Einstein and Israel

As I get older, I am becoming more of an instinctive nationalist. I think that European states are best organised as national communities which cooperate on legal and pragmatic lines.

But I write that as someone who doesn't actually belong to any one nation. In Ireland I am a mish-mash of British and something Northern, and in England I am Irish and British. Do I have an urge to pigeonhole myself? I wouldn't deny the feeling I have when an Irish team does well to anyone, though it is curious to me that I feel that. There is really not very much basis for it, since I was born here and have only ever been in Ireland for a few weeks of my life.

Perhaps all I am doing in seeking comfort with nationalism is saying that my own cognitive delusions should be accorded to others when they wish it, even if I know them to be some sort of confection.

Truth, after all, is ever complicated. Reading about Albert Einstein yesterday, I found myself wondering at his attitude to the state of Israel, which seems enormously complex.

'We are no longer the Jews of Maccabees' he would say to an audience, whilst calling for cultural nationalism at the same time as denouncing the idea of a jewish nation-state. What seems to have happened, however, is that he too felt an emotional pull towards the land of Israel once it was established by others. This pull, though not great enough to make him accept the presidency of that country when it was offered, was enough to alter and reify his zionism.

It is perfectly possible to take a snapshot of individual life, as some do, and, given the nature of the depiction, to ignore any change. It is also possible to make a person seem contradictory simply for having grown. For all the words on the internet, the most interesting thing I could find about Einstein's attitudes was by Isiaiah Berlin, whom I once encountered walking in circles in Balliol at the steps of hall, trying to find the senior common room in an empty space.

One can load terms with meaning they may not have had for an individual, or with a resonance that is out of context.It's a human trait. With Einstein and Jewish non-cultural nationalism, the lazy thing to could be the correct one. One could note note that Einstein rose to prominence on the rubble of a Europe that tore itself apart on the rock of Imperialism, then, after the breaking of Empires, on nationalist lunacy and the Holocaust.

It also strikes me, however, that the pre-eminent nationalist revolution of modernity was the French one, and Einstein was a hundred years closer to it than we are. Did he feel the waves of agony and smell the blood more pungently from that lunatic event than we can? And was he confused at the rationalist legacy of an enlightenment republic that could send Lavoisier to the guillotine?
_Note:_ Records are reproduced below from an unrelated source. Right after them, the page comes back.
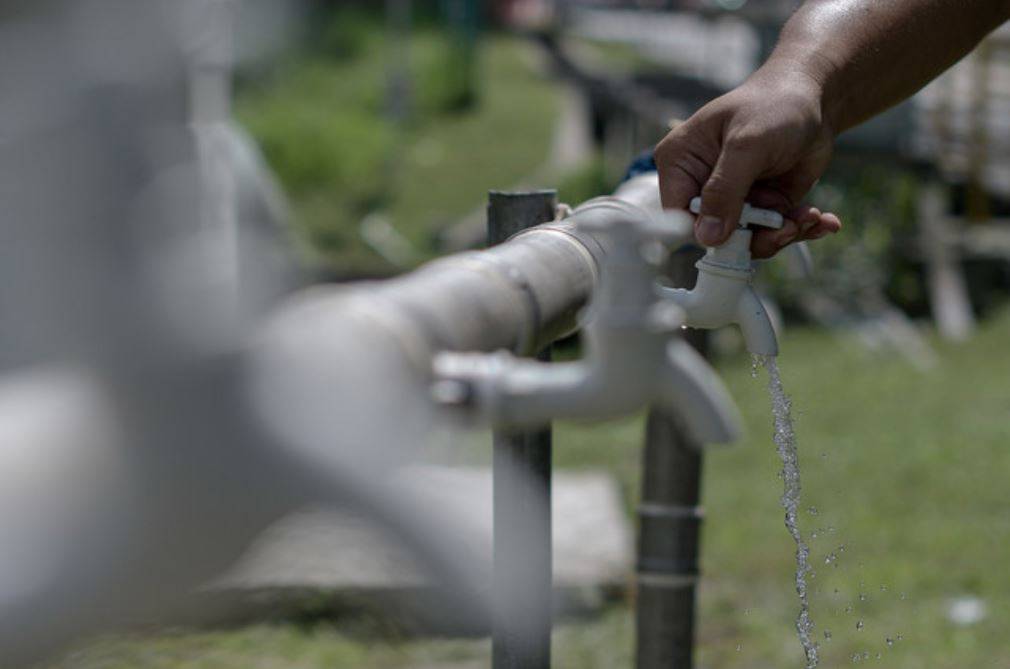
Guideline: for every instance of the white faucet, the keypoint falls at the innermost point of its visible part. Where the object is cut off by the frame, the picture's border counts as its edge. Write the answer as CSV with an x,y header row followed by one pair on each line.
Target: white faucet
x,y
634,357
723,293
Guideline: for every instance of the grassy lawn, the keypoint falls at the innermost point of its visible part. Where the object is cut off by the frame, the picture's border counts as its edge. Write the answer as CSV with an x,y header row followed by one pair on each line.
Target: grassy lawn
x,y
907,470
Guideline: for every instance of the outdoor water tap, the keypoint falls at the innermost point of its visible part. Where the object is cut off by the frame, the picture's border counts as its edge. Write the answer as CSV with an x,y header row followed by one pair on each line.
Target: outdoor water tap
x,y
634,357
723,293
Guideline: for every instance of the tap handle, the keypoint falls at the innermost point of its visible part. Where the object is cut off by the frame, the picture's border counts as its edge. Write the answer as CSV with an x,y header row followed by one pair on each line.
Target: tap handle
x,y
750,215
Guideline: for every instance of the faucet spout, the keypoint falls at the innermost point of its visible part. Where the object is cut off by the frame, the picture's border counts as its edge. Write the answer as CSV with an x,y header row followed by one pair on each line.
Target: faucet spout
x,y
723,295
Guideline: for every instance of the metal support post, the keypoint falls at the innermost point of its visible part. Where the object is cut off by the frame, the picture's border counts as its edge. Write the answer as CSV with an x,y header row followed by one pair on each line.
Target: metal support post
x,y
670,524
522,579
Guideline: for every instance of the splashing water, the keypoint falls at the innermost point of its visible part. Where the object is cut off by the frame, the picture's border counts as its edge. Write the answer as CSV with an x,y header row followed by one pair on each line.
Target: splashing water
x,y
785,442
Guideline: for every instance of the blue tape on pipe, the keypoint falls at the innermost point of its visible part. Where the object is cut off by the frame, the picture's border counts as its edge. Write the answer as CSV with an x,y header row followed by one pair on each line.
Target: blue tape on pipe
x,y
640,165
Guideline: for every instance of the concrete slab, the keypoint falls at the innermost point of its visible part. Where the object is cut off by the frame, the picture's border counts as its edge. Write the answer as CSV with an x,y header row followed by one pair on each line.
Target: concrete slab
x,y
327,552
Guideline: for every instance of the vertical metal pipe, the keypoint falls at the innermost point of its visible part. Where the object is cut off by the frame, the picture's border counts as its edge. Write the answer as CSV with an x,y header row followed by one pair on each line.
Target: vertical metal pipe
x,y
522,583
670,528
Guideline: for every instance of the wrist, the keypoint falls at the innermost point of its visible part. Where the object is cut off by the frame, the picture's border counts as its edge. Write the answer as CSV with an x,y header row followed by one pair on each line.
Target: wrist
x,y
809,82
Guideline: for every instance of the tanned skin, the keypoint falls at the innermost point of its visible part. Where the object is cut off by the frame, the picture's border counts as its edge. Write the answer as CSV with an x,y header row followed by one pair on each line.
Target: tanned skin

Einstein saw Israel coming and saw its inevitable troubles and pains and fairly plainly resiled from them, but then embraced the moment. He allowed himself to be contradictory rather than cold, outside of his relations with women. He should be admired for that, shouldn't he?

I seem to be asking lots of rhetorical questions lately. It may be because anyone with any sense isn't listening, but I also think it a function of living through the end of a year and the end of an era of selfishness and boom. One of the things about blogging, after all, is that it allows a person to think out loud and to clarify thoughts but with the discipline of knowing that someone else might read them.

It also allows one to write disconnected and somewhat unfocused posts like this one. At 7am, on a dark morning the week before Christmas, I find myself thinking of how histories tangle themselves around the likes of Einstein, and of how nationalism may in the end confuse us all with its flexibility. Since I'm off to the cold war modern exhibition later, and am recovering from a party at Julie's in Holland Park yesterday, I think that wondering about that sort of thing is no bad way to start a hung-over day.